Dataset 1: Pinelands (Winfree et al. 2007)

This study was designed to ask about the effects of human land use on bee communities. The study region was the Pine Barrens of southern New Jersey. There were 44 sites placed along a human land use gradient. In this region, the natural land cover is predominantly forested ericaceous heath, and human land cover is predominantly agriculture (blueberry, cranberry) and suburbs.

The 44 sites were visited 2-5 times each in 2003, for a total of 167 site visits. At each site visit, 44 pan traps (plastic bowls painted with white or fluorescent blue or yellow) were placed along a 110-m transect and left for 8 hours between 07:00 and 17:00. Data were only collected on sunny or partly sunny days.

Of our 84 focal species, 59 were detected in this study, represented by 1470 specimens.

Dataset 2: Biotic homogenization (Harrison et al. 2018a, b)

This study was designed to assess the role of human land use in biotic homogenization across space and ecoregion. The study region was New Jersey, New York, and Pennsylvania. There were 36 sites in a nested block design, with three blocks of three sites each nested within four ecoregions. Each block had one site embedded in each of three dominant landcover types - agriculture, (sub)urban, and forest – while local habitat was standardized as mown grass.
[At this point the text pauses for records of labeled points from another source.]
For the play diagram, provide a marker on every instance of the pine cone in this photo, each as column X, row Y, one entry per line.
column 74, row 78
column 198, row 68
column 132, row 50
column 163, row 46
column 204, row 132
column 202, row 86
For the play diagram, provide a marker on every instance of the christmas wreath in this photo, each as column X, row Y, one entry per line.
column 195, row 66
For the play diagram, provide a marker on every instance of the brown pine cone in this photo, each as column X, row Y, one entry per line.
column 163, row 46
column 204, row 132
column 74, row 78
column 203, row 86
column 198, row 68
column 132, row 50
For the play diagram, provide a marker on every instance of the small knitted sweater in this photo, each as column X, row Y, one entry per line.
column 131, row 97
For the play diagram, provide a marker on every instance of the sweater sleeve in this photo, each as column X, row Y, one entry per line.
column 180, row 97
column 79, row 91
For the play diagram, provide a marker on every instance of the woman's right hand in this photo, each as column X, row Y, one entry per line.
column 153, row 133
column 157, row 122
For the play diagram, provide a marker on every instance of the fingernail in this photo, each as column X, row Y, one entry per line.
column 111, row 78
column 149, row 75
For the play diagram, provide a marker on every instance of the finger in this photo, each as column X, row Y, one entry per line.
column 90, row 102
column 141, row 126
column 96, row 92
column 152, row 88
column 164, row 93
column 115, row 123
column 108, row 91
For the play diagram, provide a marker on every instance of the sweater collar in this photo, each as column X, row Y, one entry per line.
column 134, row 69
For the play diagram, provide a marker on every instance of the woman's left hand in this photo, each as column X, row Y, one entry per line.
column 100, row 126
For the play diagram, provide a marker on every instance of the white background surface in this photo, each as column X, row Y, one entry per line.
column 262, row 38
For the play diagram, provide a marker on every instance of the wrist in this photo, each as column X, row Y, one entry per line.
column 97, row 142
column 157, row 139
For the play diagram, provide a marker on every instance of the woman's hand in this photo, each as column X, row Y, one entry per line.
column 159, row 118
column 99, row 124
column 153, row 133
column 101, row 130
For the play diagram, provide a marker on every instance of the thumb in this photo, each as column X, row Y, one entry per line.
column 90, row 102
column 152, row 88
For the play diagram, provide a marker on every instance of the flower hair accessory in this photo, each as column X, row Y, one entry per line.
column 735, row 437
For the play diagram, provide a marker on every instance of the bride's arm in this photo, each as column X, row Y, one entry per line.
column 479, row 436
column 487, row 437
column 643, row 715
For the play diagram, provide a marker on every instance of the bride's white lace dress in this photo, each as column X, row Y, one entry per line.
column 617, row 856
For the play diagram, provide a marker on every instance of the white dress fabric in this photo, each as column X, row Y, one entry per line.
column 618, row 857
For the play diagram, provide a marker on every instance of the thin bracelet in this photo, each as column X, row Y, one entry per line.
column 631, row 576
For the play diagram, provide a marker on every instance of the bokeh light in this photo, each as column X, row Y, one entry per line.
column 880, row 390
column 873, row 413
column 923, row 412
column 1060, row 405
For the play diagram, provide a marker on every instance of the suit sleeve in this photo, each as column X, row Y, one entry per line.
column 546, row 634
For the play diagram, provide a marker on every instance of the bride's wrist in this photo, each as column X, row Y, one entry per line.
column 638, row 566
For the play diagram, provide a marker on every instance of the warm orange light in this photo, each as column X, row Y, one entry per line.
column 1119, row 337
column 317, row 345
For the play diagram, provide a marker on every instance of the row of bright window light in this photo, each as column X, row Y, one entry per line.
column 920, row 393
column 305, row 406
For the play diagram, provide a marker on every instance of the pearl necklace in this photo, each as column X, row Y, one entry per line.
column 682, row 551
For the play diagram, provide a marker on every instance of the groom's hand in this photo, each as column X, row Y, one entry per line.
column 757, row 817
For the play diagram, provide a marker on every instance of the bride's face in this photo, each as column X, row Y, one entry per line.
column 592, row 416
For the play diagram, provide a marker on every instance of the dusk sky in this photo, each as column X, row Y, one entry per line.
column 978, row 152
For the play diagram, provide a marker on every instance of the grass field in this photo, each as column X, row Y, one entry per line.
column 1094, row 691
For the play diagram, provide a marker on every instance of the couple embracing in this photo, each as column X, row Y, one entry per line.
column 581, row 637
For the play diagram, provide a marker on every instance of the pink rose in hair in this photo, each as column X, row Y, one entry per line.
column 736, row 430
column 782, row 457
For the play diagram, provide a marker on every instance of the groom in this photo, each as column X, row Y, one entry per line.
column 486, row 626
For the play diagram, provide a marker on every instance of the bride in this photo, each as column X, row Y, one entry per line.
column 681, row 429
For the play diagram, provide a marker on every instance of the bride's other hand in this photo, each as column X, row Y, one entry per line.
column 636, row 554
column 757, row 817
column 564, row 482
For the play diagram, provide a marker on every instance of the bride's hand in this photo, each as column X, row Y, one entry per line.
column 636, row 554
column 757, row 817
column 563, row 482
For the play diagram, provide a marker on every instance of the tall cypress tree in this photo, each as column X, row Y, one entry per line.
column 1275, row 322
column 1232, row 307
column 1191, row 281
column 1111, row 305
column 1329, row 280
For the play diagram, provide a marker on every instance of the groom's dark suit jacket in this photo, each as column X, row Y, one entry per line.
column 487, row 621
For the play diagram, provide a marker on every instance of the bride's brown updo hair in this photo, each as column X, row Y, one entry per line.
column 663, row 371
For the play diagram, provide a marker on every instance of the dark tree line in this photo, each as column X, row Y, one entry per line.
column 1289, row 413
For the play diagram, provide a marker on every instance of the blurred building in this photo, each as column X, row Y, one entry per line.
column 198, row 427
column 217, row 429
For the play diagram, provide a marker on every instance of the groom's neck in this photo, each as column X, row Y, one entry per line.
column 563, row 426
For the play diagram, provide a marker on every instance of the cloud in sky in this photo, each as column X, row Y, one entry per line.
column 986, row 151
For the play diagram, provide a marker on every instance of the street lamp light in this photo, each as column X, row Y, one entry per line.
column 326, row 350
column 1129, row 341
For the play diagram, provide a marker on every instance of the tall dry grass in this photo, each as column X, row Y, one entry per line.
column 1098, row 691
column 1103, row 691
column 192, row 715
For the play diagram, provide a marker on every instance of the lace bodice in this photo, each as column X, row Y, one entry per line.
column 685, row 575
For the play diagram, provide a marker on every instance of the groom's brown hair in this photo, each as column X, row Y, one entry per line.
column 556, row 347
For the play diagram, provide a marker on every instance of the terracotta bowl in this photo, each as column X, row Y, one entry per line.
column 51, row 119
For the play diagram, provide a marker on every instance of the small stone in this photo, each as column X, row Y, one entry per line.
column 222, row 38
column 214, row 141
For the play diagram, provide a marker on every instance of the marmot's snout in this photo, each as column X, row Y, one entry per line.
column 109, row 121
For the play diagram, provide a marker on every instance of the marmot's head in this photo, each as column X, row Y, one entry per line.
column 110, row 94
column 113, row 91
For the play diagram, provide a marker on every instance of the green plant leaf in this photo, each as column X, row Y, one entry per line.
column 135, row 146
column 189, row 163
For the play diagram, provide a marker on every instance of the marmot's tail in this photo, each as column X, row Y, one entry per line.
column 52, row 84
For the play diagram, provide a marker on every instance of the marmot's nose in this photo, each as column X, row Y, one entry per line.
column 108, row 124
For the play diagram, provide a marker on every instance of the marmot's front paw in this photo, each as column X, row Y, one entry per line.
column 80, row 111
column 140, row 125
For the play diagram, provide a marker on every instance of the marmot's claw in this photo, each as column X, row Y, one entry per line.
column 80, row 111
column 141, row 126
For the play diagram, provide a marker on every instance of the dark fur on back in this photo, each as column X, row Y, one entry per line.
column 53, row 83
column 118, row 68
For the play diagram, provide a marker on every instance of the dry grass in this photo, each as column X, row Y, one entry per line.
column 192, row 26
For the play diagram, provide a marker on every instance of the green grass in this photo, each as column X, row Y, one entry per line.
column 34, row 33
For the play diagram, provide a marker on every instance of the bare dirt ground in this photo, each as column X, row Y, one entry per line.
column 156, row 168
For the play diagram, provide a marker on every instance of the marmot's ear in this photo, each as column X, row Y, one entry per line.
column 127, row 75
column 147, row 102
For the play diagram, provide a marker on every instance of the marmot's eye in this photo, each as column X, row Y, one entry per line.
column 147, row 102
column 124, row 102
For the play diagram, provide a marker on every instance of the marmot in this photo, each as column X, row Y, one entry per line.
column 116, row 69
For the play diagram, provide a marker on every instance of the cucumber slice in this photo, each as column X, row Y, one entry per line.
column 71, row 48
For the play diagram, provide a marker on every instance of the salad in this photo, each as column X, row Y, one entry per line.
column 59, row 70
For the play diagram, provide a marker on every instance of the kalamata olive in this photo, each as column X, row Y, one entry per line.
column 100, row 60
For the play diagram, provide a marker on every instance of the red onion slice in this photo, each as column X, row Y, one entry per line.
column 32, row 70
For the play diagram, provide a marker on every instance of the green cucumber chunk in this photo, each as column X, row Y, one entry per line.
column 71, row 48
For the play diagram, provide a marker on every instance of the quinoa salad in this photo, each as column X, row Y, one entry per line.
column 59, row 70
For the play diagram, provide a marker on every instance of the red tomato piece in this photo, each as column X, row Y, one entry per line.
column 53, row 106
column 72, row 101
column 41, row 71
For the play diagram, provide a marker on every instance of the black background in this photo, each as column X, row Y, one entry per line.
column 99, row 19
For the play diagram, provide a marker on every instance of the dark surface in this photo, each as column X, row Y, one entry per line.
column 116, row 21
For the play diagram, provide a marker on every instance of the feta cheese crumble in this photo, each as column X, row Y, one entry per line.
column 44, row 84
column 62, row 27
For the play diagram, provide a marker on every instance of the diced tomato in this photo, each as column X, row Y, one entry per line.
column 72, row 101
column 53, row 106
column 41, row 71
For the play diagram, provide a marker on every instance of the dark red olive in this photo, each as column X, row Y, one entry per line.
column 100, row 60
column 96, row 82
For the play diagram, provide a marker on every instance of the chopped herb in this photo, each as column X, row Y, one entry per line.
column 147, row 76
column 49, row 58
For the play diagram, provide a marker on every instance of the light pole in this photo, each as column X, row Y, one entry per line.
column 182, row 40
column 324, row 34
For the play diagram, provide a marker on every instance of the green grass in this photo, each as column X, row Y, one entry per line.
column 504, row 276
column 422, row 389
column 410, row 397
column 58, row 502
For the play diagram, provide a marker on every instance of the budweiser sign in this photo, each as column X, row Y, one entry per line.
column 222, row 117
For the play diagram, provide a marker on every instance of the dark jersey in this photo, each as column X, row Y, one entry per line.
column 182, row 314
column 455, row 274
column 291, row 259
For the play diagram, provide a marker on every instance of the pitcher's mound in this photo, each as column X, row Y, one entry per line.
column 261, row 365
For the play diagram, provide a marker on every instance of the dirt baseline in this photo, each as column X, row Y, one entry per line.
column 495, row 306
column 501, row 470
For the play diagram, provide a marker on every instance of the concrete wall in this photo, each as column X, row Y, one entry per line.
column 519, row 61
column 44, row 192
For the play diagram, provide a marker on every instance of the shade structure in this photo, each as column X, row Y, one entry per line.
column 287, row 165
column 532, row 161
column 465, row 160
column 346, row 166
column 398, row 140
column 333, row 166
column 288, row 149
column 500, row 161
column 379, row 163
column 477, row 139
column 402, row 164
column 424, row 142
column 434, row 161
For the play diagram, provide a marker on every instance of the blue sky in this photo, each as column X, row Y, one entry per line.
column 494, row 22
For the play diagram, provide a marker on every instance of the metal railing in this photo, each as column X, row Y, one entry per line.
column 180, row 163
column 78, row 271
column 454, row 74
Sites were visited 1-6 times per year, from spring to autumn, in the years 2013-2015. Across sites and years, there were a total of 377 site visits. At each site visit, 36 pan traps and two vane traps were set out and left for 24 hours.

Of our 84 focal species, 83 were detected in this study, represented by 11923 specimens.

Dataset 3: SWG (previously unpublished)

This study was designed to examine differences in bee abundance, diversity, and community composition among different habitat types in New Jersey. There were 37 sites visited a total of 79 times between March and September of 2016. Sites were haphazardly located across the state, with representation of many major landcover and habitat types, including different forest types, crops, sub/urbanization, and near wetlands. Each site was visited at least twice, once during the spring and once during the summer. At each site visit, 35 white, blue, and yellow pan traps were placed along a 50-m transect for 5-7 hours between 08:00 and 15:00.

Of our 84 focal species, 77 were detected in this study, represented by 4154 specimens.

Dataset 4: Forests 1 (Smith et al. 2021)

This study was designed to assess the effects of forest age, area, and fragmentation on bee communities. The study region was the Piedmont ecoregion of New Jersey. There were 32 sites, all embedded within forests but with varying landscape contexts.

Sites were visited 2-4 times in 2017 and 2018, except 5 sites that were only visited in 2017. At each site visit, 39 pan traps were placed in a 40 m x 100 m grid. In 2018, four vane traps were also placed. Traps were left for ca. 8 hours between 05:30 and 20:00.

Of our 84 focal species, 64 were detected in this study, represented by 10550 specimens.

Dataset 5: Forests 2 (Winfree et al 2014)

This study was designed to assess the effects of forest vs. non-forest “matrix” habitat on bee communities. The study region was the Piedmont region of New Jersey. There were 16 forest sites embedded within forest fragments of differing size, or within sub/urban or agricultural matrix.

Sites were visited 4 times each in April and May of 2006. On each site visit, an array of 39 white, yellow, and blue pan traps were placed and left for 4 hours.

Of our 84 focal species, 55 were detected in this study, represented by 2279 specimens.